Django autocommit mode — Turning off Automatic Transactions

DATABASES = {
  'default': {
    # True by default 
    'AUTOCOMMIT': False,
    # ...rest of configs
  }
}

By default, Django runs in autocommit mode, meaning every DB operation is wrapped in a transaction and immediately run (committed, hence autocommit) except if the operation is explicitly wrapped in a transaction by the user. This obfuscates the transaction logic of the underlying DB — some DBs, like PSQL, automatically wrap all operations in transactions while others don’t. If we have Django doing this for us, we don’t need to worry about the underlying DB logic. We can turn off autocommit mode, but that would leave us relying on the DB to manage operations and ensure they are ATOMIC, which is risky and inconvenient for developers.
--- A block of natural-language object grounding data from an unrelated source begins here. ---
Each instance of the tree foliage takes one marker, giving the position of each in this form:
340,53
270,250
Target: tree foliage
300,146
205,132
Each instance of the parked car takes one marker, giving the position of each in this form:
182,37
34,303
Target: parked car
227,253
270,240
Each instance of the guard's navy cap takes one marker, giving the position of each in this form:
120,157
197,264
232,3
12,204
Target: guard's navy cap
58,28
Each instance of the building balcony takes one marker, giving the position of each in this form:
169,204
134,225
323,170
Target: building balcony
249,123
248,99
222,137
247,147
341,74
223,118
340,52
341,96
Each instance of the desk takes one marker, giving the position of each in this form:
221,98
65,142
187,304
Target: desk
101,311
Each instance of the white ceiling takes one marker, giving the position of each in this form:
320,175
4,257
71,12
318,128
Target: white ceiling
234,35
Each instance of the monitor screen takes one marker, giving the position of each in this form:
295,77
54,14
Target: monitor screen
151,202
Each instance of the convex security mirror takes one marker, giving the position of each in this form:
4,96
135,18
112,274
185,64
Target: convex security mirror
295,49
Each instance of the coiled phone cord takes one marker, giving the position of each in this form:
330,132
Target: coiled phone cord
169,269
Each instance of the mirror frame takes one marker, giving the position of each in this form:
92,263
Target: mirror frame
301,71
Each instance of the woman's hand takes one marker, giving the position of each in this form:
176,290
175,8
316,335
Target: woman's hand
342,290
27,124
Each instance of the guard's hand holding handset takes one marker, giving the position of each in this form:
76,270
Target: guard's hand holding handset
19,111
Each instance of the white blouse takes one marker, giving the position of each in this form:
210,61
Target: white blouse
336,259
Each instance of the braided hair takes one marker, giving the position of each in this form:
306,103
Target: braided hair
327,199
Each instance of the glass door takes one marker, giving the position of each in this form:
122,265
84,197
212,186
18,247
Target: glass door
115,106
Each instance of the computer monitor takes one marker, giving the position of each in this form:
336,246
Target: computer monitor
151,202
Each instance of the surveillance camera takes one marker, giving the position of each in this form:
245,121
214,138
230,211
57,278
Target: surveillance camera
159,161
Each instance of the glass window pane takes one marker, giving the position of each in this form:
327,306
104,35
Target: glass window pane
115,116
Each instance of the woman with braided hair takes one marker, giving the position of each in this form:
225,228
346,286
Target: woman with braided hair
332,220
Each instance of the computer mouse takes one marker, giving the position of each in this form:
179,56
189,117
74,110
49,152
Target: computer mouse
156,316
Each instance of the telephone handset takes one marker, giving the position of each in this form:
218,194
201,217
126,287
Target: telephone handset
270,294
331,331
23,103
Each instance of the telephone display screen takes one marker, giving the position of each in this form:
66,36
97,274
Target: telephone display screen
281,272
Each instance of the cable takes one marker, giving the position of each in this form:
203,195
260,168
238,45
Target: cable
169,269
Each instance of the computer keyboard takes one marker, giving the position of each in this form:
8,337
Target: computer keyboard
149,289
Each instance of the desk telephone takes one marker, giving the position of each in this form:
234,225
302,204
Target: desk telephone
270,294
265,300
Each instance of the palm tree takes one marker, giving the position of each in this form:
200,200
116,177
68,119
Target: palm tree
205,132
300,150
It would not be fun if, while creating an API, we had to figure out which write operations are in transactions and, therefore, will be written in total and not partially.

However, we may want to turn off autocommit mode if we know the number of connections on the DB and the sequence of operations they are executing. If we figure out how to deconflict these operations, then we can turn off autocommit mode and gain some efficiencies:

We remove two commands from every operation: BEGIN and COMMIT/ROLLBACK. BUT most DB’s automatically wrap every operation in a transaction so this may be pointless.
Locks won’t be held for too long — as soon as an operation ends, the locks it holds are released, compared to waiting for the entire transaction to end.
Deadlocks are less likely — deadlocks occur when two transactions need a lock that the other transaction holds. This leaves both transactions waiting for the other to finish, but neither can finish. Deadlocks can still occur however. Some DB operations will do multiple writes e.g. updating a column that has an index on it will update the column and the index (two writes at least). This can lead to deadlocks if another connection attempts to operate on the affected rows or columns.

The downsides are the higher risks of data corruption. It is not worth it but maybe there is a use case that I can’t think of.